I have to say I was pretty impressed by the Labour leader's New Year address this morning. He put forward a strategic plan for the years ahead, confident in taking the helm from this increasingly hapless Tory administration at the soonest possible opportunity. He dealt with press questions - actually answering direct questions - with a measure of élan we've not seen before from him. He seems to be getting the measure of the job at last.
The most salient point about the speech - one apparently lost on Damian Grammaticas, a BBC reporter whom I respect - was the underlying structural change to UK politics that Starmer and Labour are proposing. Far from ditching socialism in favour of New Labour's discredited brown-nosing of big business, he proposed in somewhat elliptical terms pretty much the kind of reforms that I personally have espoused and banged on about for years: de-centralising the political machine and creating a balanced, mixed economy where neither state nor big-business holds the monopoly of power and influence.

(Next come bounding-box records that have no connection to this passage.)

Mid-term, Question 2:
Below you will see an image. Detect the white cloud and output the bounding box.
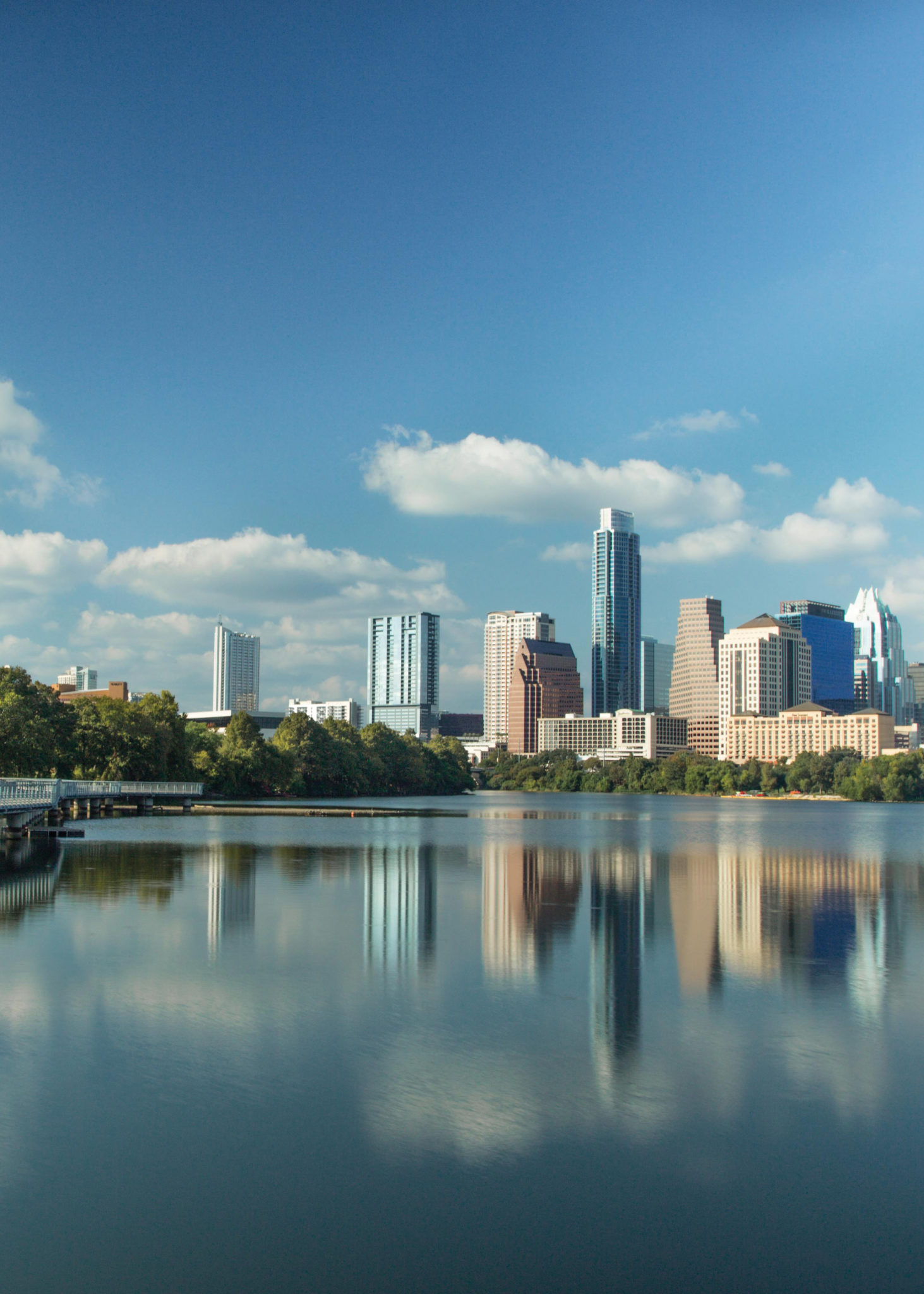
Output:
[539,542,592,565]
[633,409,757,440]
[642,512,889,565]
[364,428,744,527]
[99,529,459,615]
[0,379,101,507]
[0,531,106,598]
[642,476,918,564]
[815,476,920,523]
[881,557,924,618]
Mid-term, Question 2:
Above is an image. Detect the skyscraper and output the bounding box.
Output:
[639,634,675,714]
[718,612,812,759]
[484,611,555,742]
[779,600,854,714]
[212,620,260,713]
[846,589,916,723]
[366,611,440,740]
[669,598,724,759]
[507,638,584,754]
[590,507,642,714]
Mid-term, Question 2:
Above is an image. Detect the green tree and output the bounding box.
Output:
[0,667,75,778]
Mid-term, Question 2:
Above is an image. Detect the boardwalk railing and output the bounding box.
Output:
[0,778,203,816]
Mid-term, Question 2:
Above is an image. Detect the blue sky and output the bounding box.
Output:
[0,0,924,709]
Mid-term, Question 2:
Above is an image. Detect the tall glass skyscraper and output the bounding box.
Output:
[777,599,854,714]
[590,507,642,714]
[366,611,440,740]
[212,620,260,713]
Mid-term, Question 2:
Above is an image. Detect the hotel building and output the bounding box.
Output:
[718,614,812,759]
[723,701,896,763]
[538,710,687,759]
[668,598,724,759]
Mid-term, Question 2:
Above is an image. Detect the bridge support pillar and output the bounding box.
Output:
[3,813,26,840]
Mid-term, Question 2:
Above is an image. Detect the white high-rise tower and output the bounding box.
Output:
[212,620,260,714]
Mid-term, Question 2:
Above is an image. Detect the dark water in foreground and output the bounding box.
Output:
[0,794,924,1294]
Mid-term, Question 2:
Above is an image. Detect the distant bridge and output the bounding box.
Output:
[0,778,203,836]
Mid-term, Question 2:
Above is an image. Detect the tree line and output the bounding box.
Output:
[0,667,472,799]
[479,749,924,801]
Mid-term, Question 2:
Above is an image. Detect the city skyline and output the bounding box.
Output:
[0,3,924,710]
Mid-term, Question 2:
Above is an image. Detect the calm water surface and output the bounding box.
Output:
[0,793,924,1294]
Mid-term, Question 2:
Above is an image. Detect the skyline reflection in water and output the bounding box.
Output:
[0,797,924,1290]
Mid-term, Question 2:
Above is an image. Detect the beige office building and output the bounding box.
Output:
[538,710,687,759]
[507,638,584,754]
[718,612,812,762]
[726,701,896,763]
[484,611,555,743]
[668,598,724,759]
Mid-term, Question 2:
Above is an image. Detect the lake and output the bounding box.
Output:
[0,792,924,1294]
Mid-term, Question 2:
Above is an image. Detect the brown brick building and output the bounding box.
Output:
[52,682,128,701]
[507,638,584,754]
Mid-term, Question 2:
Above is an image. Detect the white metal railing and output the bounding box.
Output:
[58,782,122,800]
[0,778,61,809]
[0,778,203,815]
[116,782,203,796]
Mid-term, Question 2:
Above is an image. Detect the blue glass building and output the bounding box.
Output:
[590,507,642,714]
[779,600,854,714]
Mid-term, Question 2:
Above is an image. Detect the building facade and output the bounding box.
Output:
[507,638,584,754]
[853,656,879,710]
[668,598,724,759]
[538,710,687,759]
[590,507,642,714]
[212,620,260,714]
[287,696,363,727]
[906,660,924,723]
[718,614,812,759]
[724,701,896,763]
[58,665,100,692]
[483,611,555,742]
[779,600,854,714]
[439,710,484,739]
[639,634,675,714]
[846,589,916,723]
[366,611,440,740]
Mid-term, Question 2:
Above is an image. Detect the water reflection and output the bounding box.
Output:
[590,853,642,1077]
[364,845,436,979]
[0,840,63,926]
[207,841,256,958]
[481,845,582,983]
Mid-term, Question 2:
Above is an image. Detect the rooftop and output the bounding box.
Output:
[738,611,784,629]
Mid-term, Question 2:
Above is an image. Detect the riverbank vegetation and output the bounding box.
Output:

Devolving power and fiscal decision-making further, to not only regions, but to metropolitan centres and local councils, whilst nationalizing the infrastructure that needs to be so nationalized: power, railways, NHS, etc., is the right and proper way to go. These are not just the vacuous ideas of empty political thinking and traditional left-centre-right politics, but radical visions for the much-needed reform of our system. That Starmer would not be drawn on the tactical specifics should not be seen as reflecting the gesture politics of the opposing party: rather, simply view it as justifiable prudence in the face of a government and party that has consistently taken all crumbs of policy freely given by the Opposition, and run expediently with them as their own.

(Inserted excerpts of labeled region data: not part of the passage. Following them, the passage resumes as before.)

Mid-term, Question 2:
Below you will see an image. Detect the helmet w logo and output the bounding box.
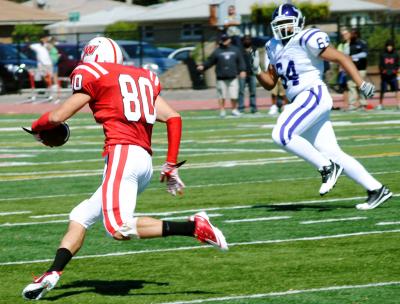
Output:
[83,45,99,57]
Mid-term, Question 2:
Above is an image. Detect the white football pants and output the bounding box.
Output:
[272,85,382,190]
[69,145,153,236]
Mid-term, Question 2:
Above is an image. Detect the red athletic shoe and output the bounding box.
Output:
[190,211,228,250]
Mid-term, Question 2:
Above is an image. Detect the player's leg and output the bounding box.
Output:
[103,145,227,249]
[305,119,392,210]
[22,187,101,300]
[246,75,258,113]
[238,77,246,112]
[268,80,280,115]
[227,78,240,116]
[217,80,227,118]
[376,75,387,110]
[347,79,358,111]
[272,86,342,195]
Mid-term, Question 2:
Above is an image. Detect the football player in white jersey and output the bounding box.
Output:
[253,4,392,210]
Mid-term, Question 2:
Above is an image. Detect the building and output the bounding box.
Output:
[0,0,66,42]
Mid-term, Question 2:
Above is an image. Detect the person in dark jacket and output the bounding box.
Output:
[347,29,368,110]
[239,35,260,113]
[197,34,246,117]
[376,40,400,110]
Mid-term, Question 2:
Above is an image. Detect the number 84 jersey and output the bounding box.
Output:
[71,62,161,155]
[266,28,329,101]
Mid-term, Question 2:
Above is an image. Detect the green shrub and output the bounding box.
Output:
[104,21,139,40]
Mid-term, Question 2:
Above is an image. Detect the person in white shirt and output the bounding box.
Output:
[29,37,53,88]
[253,4,392,210]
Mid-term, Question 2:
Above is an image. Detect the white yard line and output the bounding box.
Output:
[0,211,32,216]
[159,281,400,304]
[0,154,399,182]
[1,193,400,223]
[0,229,400,266]
[224,216,292,223]
[300,216,368,225]
[0,220,68,228]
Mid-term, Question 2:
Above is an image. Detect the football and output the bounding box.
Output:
[23,122,70,147]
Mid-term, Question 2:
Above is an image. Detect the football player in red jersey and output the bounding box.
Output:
[22,37,228,300]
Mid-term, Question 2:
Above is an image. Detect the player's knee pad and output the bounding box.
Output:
[69,199,88,228]
[117,217,139,238]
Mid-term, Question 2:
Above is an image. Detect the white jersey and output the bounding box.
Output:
[266,28,329,101]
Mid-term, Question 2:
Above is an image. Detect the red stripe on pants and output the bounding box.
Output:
[102,146,115,235]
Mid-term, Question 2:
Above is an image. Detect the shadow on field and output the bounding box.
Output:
[252,204,354,212]
[46,280,212,301]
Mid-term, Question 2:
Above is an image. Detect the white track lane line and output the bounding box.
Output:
[224,216,292,223]
[159,281,400,304]
[0,229,400,266]
[300,216,368,225]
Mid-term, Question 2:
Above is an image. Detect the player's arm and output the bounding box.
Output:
[319,46,375,98]
[155,96,185,195]
[256,65,279,90]
[31,93,91,132]
[319,46,364,87]
[251,50,279,90]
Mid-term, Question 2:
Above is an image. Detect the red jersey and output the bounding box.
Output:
[71,62,161,154]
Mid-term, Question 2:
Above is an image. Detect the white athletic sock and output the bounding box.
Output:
[336,151,382,191]
[283,135,331,169]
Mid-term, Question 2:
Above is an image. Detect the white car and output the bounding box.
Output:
[168,46,195,61]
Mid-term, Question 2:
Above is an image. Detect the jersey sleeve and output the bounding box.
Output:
[304,30,330,57]
[70,64,100,99]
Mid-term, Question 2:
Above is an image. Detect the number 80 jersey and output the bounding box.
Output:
[266,28,329,101]
[71,62,161,154]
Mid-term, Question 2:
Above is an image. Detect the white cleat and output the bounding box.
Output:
[356,186,393,210]
[190,211,228,250]
[268,104,278,115]
[22,271,61,300]
[318,161,343,196]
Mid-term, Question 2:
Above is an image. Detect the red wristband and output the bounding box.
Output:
[31,112,54,132]
[166,117,182,164]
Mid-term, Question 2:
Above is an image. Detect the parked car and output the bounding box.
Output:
[0,43,37,94]
[168,46,195,61]
[56,43,83,77]
[116,40,178,74]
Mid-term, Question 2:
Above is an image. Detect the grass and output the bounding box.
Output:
[0,111,400,304]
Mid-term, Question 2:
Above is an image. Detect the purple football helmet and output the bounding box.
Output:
[271,4,305,40]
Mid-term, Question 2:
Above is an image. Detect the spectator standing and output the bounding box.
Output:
[224,5,242,47]
[337,27,351,105]
[29,37,53,88]
[197,34,246,117]
[46,37,60,92]
[239,35,260,113]
[376,40,400,110]
[347,29,368,110]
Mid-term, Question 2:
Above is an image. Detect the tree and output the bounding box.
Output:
[251,1,330,24]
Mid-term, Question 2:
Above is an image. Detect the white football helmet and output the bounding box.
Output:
[81,37,123,64]
[271,4,305,40]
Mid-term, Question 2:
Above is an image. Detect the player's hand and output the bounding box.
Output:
[360,81,375,98]
[160,160,186,196]
[250,50,261,75]
[22,127,43,142]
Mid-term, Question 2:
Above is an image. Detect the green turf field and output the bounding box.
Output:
[0,111,400,304]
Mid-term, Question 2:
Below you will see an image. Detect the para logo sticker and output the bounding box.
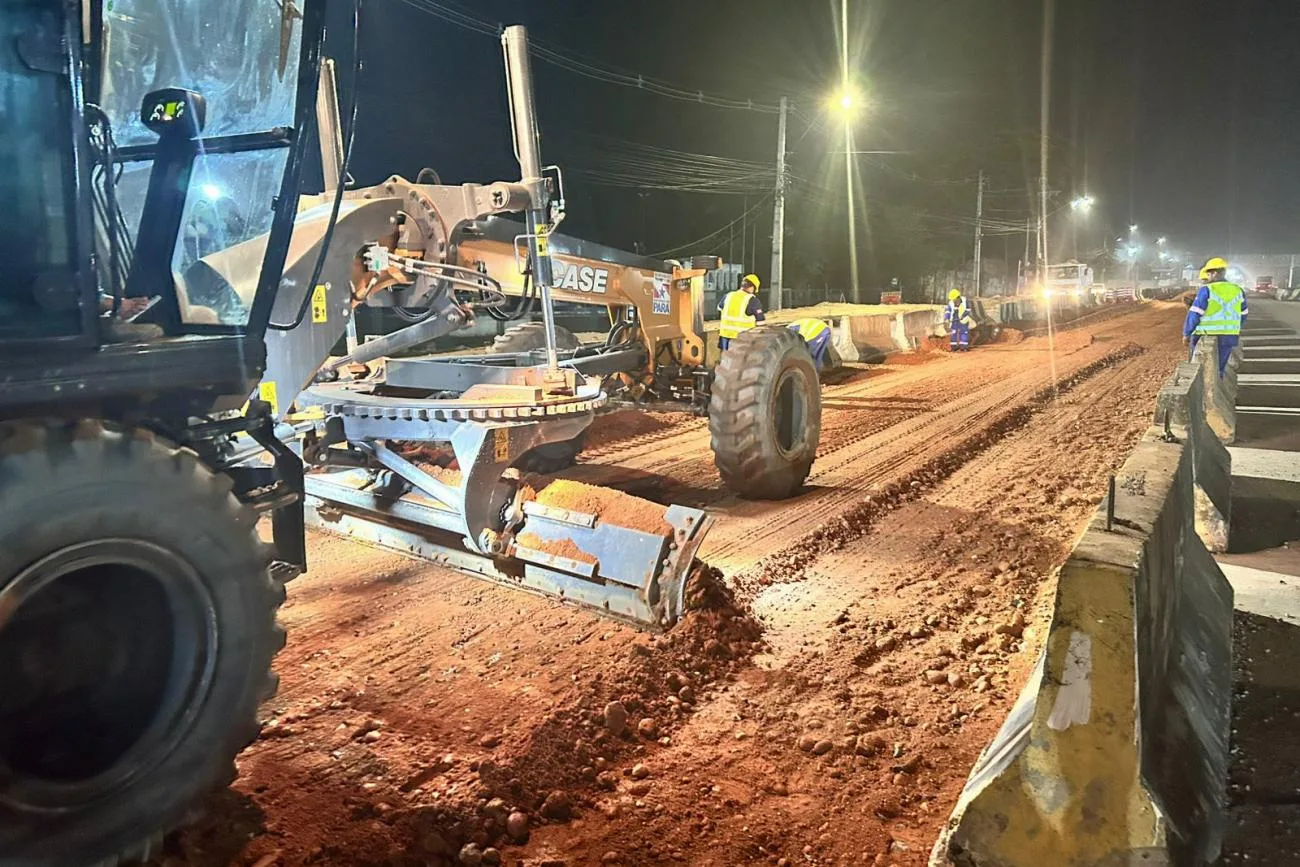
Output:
[650,274,672,316]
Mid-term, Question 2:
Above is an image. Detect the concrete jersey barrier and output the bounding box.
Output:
[931,372,1232,867]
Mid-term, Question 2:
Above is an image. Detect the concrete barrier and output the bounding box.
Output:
[931,413,1232,867]
[1156,363,1232,552]
[1193,335,1242,443]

No easy solutions promised, no free rides, and no empty promises of a New Jerusalem. Just a chance to reset, remodel and restart. We deserve better than the Tory mess of the last thirteen years. We deserve a new start. We deserve better, full-stop. I'm confident, for the first time in a long time, that change and improvement are not only possible, but do-able. First things first, we need to get an early election called and put the question to the electorate before further rot is allowed to take hold. Bring it on.